Bobby Jindal has put a few ideas on the table for how the Republican Party can get back in the groove again. Most are common sense - something, somehow, lacking these days, even with so many leading lights in the Right's firmament. Because I've been arguing them for some time now, I'm particularly fond of numbers three through five:

3. Reject identity politics. The old notion that ours should be a colorblind society is the right one, and we should pursue that with vigor. Identity politics is corrosive to the great American melting pot and we reject it. We will treat all people as individuals rather than as members of special interest groups. 
4. Stop being the stupid party. It's time for a new Republican party that talks like adults. It's time for us to articulate our plans and visions for America in real terms. We had a number of Republicans damage the brand this year with offensive and bizarre comments. Enough of that. 
5. Stop insulting the intelligence of voters. We need to trust the smarts of the American people. We have to stop dumbing down our ideas and stop reducing everything to mindless slogans and tag lines for 30-second ads. We must be willing to provide details in describing our views.
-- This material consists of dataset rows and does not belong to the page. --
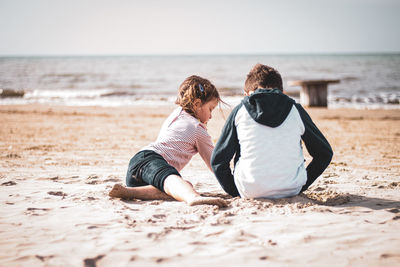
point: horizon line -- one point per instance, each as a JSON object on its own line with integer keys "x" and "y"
{"x": 208, "y": 54}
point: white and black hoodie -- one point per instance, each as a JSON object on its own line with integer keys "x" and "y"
{"x": 263, "y": 134}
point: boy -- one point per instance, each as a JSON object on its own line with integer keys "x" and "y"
{"x": 263, "y": 134}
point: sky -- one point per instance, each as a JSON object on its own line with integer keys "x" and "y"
{"x": 133, "y": 27}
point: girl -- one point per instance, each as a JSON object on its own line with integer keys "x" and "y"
{"x": 153, "y": 173}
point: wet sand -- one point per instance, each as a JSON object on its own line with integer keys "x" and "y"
{"x": 58, "y": 164}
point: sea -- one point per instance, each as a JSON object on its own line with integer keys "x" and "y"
{"x": 367, "y": 81}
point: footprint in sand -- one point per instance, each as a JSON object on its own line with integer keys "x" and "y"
{"x": 36, "y": 211}
{"x": 57, "y": 193}
{"x": 92, "y": 262}
{"x": 9, "y": 183}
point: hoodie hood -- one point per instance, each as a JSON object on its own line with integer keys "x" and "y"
{"x": 269, "y": 107}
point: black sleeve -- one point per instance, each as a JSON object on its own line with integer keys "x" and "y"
{"x": 223, "y": 153}
{"x": 317, "y": 146}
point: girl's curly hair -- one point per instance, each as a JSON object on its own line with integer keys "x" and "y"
{"x": 195, "y": 87}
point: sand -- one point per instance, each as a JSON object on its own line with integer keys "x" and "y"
{"x": 58, "y": 164}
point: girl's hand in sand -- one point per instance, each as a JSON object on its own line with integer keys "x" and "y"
{"x": 199, "y": 200}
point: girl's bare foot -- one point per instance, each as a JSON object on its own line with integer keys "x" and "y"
{"x": 118, "y": 191}
{"x": 199, "y": 200}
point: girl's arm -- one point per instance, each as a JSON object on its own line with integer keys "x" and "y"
{"x": 204, "y": 145}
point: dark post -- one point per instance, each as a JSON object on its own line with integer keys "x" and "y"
{"x": 313, "y": 93}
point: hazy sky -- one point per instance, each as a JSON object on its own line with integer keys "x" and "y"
{"x": 65, "y": 27}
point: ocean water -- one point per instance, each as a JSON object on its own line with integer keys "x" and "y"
{"x": 366, "y": 81}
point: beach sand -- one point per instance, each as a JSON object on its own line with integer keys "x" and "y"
{"x": 58, "y": 164}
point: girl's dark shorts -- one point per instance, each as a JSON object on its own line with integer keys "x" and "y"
{"x": 148, "y": 168}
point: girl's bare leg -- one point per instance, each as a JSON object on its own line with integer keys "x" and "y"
{"x": 147, "y": 192}
{"x": 175, "y": 188}
{"x": 182, "y": 190}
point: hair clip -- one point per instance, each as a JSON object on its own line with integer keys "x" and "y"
{"x": 201, "y": 88}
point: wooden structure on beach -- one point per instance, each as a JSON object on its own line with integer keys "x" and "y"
{"x": 313, "y": 93}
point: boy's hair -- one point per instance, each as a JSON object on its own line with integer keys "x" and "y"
{"x": 263, "y": 76}
{"x": 195, "y": 87}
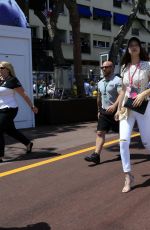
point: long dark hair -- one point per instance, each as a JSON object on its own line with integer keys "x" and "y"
{"x": 126, "y": 59}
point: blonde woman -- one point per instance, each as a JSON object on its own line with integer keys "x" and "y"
{"x": 136, "y": 79}
{"x": 9, "y": 85}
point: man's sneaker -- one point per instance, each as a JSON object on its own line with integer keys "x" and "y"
{"x": 94, "y": 157}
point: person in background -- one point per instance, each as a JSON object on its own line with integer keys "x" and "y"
{"x": 87, "y": 89}
{"x": 9, "y": 85}
{"x": 136, "y": 78}
{"x": 107, "y": 101}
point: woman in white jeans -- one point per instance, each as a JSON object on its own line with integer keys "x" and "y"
{"x": 136, "y": 77}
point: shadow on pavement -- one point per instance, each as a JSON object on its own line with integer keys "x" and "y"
{"x": 34, "y": 155}
{"x": 48, "y": 131}
{"x": 38, "y": 226}
{"x": 146, "y": 183}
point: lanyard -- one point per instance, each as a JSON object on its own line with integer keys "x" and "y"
{"x": 105, "y": 85}
{"x": 131, "y": 77}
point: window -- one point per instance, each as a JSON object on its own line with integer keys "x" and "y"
{"x": 84, "y": 11}
{"x": 100, "y": 44}
{"x": 33, "y": 32}
{"x": 142, "y": 10}
{"x": 135, "y": 31}
{"x": 117, "y": 3}
{"x": 106, "y": 24}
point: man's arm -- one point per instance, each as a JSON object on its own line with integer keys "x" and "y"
{"x": 99, "y": 103}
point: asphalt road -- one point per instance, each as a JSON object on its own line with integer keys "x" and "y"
{"x": 54, "y": 188}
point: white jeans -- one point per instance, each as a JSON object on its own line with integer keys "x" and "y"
{"x": 126, "y": 126}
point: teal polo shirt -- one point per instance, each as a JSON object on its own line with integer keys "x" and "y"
{"x": 109, "y": 90}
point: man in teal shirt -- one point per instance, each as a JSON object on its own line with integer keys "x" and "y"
{"x": 107, "y": 102}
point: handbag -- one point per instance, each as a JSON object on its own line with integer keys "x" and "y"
{"x": 139, "y": 109}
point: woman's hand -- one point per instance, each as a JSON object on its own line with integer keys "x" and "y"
{"x": 138, "y": 100}
{"x": 116, "y": 116}
{"x": 34, "y": 109}
{"x": 111, "y": 109}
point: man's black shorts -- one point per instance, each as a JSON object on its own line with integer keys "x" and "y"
{"x": 107, "y": 122}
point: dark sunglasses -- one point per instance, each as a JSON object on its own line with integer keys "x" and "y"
{"x": 106, "y": 67}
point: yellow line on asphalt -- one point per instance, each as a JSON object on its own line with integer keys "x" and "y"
{"x": 34, "y": 165}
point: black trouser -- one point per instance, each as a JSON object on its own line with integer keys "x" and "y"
{"x": 7, "y": 126}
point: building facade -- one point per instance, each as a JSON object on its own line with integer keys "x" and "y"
{"x": 100, "y": 23}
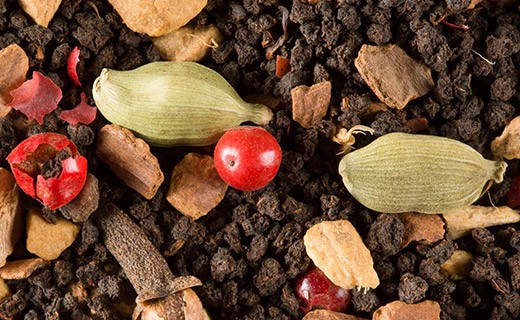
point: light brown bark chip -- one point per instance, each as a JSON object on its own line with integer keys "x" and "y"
{"x": 85, "y": 203}
{"x": 14, "y": 64}
{"x": 4, "y": 290}
{"x": 337, "y": 249}
{"x": 508, "y": 144}
{"x": 188, "y": 43}
{"x": 130, "y": 159}
{"x": 195, "y": 186}
{"x": 394, "y": 76}
{"x": 41, "y": 11}
{"x": 458, "y": 265}
{"x": 158, "y": 17}
{"x": 310, "y": 104}
{"x": 398, "y": 310}
{"x": 10, "y": 215}
{"x": 46, "y": 240}
{"x": 422, "y": 228}
{"x": 329, "y": 315}
{"x": 21, "y": 269}
{"x": 460, "y": 222}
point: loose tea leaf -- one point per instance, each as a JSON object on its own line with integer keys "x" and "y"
{"x": 460, "y": 222}
{"x": 22, "y": 269}
{"x": 10, "y": 214}
{"x": 458, "y": 265}
{"x": 188, "y": 43}
{"x": 174, "y": 103}
{"x": 394, "y": 76}
{"x": 401, "y": 172}
{"x": 507, "y": 146}
{"x": 337, "y": 249}
{"x": 398, "y": 310}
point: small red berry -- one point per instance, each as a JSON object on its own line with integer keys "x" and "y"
{"x": 247, "y": 158}
{"x": 316, "y": 291}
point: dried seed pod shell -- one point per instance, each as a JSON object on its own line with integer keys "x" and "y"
{"x": 174, "y": 103}
{"x": 337, "y": 249}
{"x": 402, "y": 172}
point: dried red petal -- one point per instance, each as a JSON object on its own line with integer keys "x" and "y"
{"x": 83, "y": 113}
{"x": 72, "y": 64}
{"x": 36, "y": 97}
{"x": 54, "y": 192}
{"x": 513, "y": 195}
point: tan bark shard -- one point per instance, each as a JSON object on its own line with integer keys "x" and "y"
{"x": 21, "y": 269}
{"x": 14, "y": 65}
{"x": 195, "y": 186}
{"x": 310, "y": 104}
{"x": 158, "y": 17}
{"x": 46, "y": 240}
{"x": 394, "y": 76}
{"x": 188, "y": 43}
{"x": 398, "y": 310}
{"x": 459, "y": 223}
{"x": 41, "y": 11}
{"x": 130, "y": 159}
{"x": 10, "y": 215}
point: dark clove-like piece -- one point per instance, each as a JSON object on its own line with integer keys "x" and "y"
{"x": 146, "y": 268}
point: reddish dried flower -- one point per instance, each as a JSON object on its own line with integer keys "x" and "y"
{"x": 48, "y": 167}
{"x": 36, "y": 97}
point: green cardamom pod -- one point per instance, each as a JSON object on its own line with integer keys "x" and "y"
{"x": 402, "y": 172}
{"x": 174, "y": 103}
I don't know. The first part of not "being the stupid party" is admitting how stupid they are, but - insulting our intelligence further - they ain't there yet. Like a bunch of NewAgers (man, it's depressing to write that) they want revenge, or vindication, not a mirror.

Mitt Romney has been publicly quiet since his brief remarks on election night, but he told his top donors on a conference call yesterday that Barack Obama had won by giving “very generous” freebies to key constituencies, including blacks, Hispanics and young people. 
“The president’s campaign,” Romney said, “focused on giving targeted groups a big gift, so he made a big effort on small things. Those small things, by the way, add up to trillions of dollars.” 
Romney surely didn’t mean for his remarks to become public, but he probably shouldn’t be surprised that they leaked. After all, the same thing happened when he told donors earlier this year that 47 percent of the electorate would vote for Obama “no matter what” – because they “believe that they are victims” and that “they are entitled to health care, to food, to housing, to you name it.” 
A tape of those comments emerged in September, and Romney eventually repudiated them and spent the rest of the campaign insisting that he would be a president for “the 100 percent.” That he’s still disparaging Obama’s coalition behind closed doors all but confirms that his campaign trail pleadings were insincere. It also reinforces the worst image of Romney, as a sneering plutocrat who has contempt for the common man.

It's a little late, but it might help if Jindal could add "stop picking stupid liars for our leaders" to his list of suggestions. Not that some would notice:

Mitt Romney was a fine candidate. He was a fine candidate — and so was Ryan — even with the media spinning everything they could against him.
-- Ann Althouse, clearly out to lunch, probably with another glass of wine.


Sheesh. Here's my "common man" suggestion to the Repubs:


Find anyone hated by the likes of Ann Althouse, Glenn Reynolds, etc., and run with them. 


The dislike of the elitist right-wing professor/blogger class has to indicate some level of integrity - and then we're halfway home. It'll work like a charm:

Just nominate someone talking sense - and who is unwavering on it - then wait for the blogosphere's collective freakout.